As mentioned here before, Facebook is really bad at apologizing, even after lots of practice. The reason we care, Faye Flam has noted, is that an inadequate, “mistakes were made” sort of apology suggests the person or thing apologizing won’t change their behavior.
Sure enough, Facebook has stumbled into yet another PR bear trap over its handling of private data: The New York Times reports it shared an uncomfortable amount of private user information with device-makers. Rather than coming clean and promising to do better, Facebook is throwing up distractions and evasions, writes Shira Ovide. That suggests it has learned nothing from many past mistakes. “As usual, when Facebook is given an option to be open and transparent, it opts for obfuscation,” Shira writes. “That’s so Facebook.”
Sure, fighting the haters is one way to respond to criticism (see Musk, Elon). But Facebook really can't afford to lose much more of the public’s confidence in it:
The Coal-Rolling Will Continue Until Morale Improves
The Trump administration wants to force utilities to buy power from dying coal-fired and nuclear plants. As Liam Denning discussed Friday, this idea is a thundering waterfall of dumb. Bloomberg’s editors would also like to know how much this boondoggle would cost; because it sure seems as if it will force millions of Americans power customers to pay higher-than-necessary prices (not to mention the costs in pollution and poorer health) to save a tiny number of coal jobs and/or Coal Country votes.
In other editorials: We need to make sure a bachelor’s degree isn’t the only path to success for our children.
The Supreme Court today ruled in favor of a Colorado baker who refused to bake a wedding cake for a gay couple. This seems like a setback for LGTBQ rights. But Noah Feldman points out Justice Anthony Kennedy's ruling is narrow and hangs on the idea that government shouldn't be hostile to religious belief. That – along with the fact that two liberal judges joined the decision – hints Kennedy may yet tip the high court to rule against Trump's Muslim ban, Noah writes.
What Is This ‘Law’ of Which You Speak?
In a series of tweets, legal memos and TV appearances by lawyer/attack dog Rudy Giuliani, Trump has carved out a novel legal position: The social construct we call “law” is a burden for lesser mortals than Trump, writes Tim O’Brien. Perhaps very soon, voters and politicians (or Republicans, at least) will have “to decide whether they favor an unfettered and fulsome presidency that takes flight at the expense of the rule of law,” Tim writes.
If, say, a President Hillary Clinton were making similar arguments in a similar situation, then impeachment proceedings against her would doubtless be underway already in a GOP Congress. But Trump benefits from double standards (among Republicans, at least) for pretty much everything he does, notes Al Hunt.

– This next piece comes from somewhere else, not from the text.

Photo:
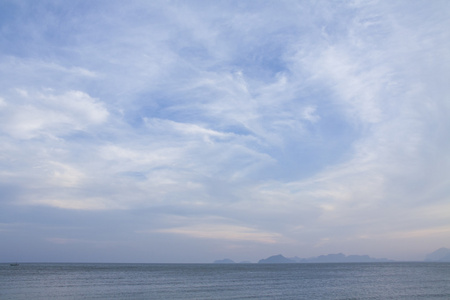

No, We Are Not Fabulously Wealthy
A recent Wall Street Journal opinion piece argued, basically, that all the noise over the past decade or so about stagnant wages, rising inequality and a shrinking middle class is so much uninformed whining. “The poor and middle class have it so good, but they just don’t know it!” is how Barry Ritholtz characterizes the argument, before effectively dismantling it.
CEO pay is a big problem in the U.S. oil patch. This little gas company is Exhibit A, writes Liam Denning.
What do you do if bad drug-trial data sends your stock plunging? If you’re Nektar Therapeutics Inc., you double down, writes Max Nisen.